In a national public health advisory issued to Commissioners for Health across the country, the agency warned that Nigeria faces a high risk of importing the virus due to increasing regional transmission, international travel, porous borders, and population movement.
The advisory, dated May 27, 2026, comes amid growing concerns over the spread of the Bundibugyo variant of Ebola, a rare strain for which there is currently no approved vaccine or specific treatment.
States classified by the NCDC as high-risk include Lagos, the FCT, Rivers, Kano, Enugu, Borno, Akwa Ibom, Cross River, Taraba, and Adamawa because of their international airports, seaports, border routes and high human traffic.

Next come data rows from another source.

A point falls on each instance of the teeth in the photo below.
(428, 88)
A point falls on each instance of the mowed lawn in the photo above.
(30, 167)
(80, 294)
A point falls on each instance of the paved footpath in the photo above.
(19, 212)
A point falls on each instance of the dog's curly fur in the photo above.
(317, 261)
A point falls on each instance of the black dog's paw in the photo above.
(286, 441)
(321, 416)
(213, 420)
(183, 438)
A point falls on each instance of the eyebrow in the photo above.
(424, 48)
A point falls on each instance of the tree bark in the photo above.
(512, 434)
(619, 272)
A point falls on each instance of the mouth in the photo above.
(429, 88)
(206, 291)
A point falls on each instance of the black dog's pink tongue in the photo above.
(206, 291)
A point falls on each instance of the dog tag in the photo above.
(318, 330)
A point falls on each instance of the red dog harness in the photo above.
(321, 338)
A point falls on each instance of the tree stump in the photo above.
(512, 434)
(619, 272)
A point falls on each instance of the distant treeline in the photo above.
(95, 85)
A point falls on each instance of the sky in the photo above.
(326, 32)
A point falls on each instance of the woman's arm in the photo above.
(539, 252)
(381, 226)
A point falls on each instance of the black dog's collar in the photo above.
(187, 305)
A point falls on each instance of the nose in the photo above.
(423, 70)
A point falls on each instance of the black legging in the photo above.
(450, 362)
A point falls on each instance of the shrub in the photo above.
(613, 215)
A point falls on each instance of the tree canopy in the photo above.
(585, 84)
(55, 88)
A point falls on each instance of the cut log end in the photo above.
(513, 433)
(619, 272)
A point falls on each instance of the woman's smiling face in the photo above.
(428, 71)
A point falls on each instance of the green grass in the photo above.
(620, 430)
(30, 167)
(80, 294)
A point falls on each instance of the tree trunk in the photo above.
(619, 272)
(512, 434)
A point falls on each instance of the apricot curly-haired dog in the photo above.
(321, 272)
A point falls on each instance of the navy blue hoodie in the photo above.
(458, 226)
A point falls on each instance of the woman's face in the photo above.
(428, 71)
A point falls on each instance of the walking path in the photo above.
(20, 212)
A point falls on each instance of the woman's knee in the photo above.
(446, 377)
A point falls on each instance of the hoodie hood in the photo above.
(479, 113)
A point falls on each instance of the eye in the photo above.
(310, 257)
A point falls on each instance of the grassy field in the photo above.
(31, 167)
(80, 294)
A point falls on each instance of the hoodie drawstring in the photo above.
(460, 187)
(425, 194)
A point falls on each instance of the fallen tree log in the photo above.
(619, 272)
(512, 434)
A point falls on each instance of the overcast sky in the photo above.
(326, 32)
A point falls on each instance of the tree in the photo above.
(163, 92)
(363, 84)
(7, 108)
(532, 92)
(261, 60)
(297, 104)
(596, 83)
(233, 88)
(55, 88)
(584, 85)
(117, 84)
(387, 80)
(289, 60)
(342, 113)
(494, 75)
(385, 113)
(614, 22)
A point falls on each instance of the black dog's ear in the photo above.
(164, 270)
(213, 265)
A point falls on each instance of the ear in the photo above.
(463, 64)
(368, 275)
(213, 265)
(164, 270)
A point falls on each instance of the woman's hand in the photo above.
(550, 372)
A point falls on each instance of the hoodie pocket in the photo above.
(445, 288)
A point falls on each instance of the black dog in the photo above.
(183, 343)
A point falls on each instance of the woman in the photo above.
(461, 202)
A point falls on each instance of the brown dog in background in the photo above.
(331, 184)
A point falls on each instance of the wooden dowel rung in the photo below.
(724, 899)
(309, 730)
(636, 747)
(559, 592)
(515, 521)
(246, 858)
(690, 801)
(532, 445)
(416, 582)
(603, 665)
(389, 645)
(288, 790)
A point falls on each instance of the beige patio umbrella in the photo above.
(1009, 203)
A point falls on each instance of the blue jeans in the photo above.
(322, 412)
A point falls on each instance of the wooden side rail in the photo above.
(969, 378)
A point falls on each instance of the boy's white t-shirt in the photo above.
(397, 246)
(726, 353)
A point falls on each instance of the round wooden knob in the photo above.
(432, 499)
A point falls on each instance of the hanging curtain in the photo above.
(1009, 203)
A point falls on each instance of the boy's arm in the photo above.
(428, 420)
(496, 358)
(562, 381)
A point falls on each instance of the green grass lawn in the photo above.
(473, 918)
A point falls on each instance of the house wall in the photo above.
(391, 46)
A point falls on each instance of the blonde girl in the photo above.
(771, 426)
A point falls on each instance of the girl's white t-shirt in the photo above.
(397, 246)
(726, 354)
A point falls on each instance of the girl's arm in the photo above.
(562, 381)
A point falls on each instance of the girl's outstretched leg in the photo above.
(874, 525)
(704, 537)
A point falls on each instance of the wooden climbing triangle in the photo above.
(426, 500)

“The immediate objective of our national preparedness and readiness efforts is to ensure that every State and the FCT can reasonably detect, contain, and respond swiftly to any suspected case while protecting health workers and sustaining essential health services,” the NCDC stated.
The agency disclosed that although Nigeria has not recorded any confirmed case, a dynamic risk assessment conducted after the outbreak was declared a Public Health Emergency of International Concern showed that the danger of importation into Nigeria remains high.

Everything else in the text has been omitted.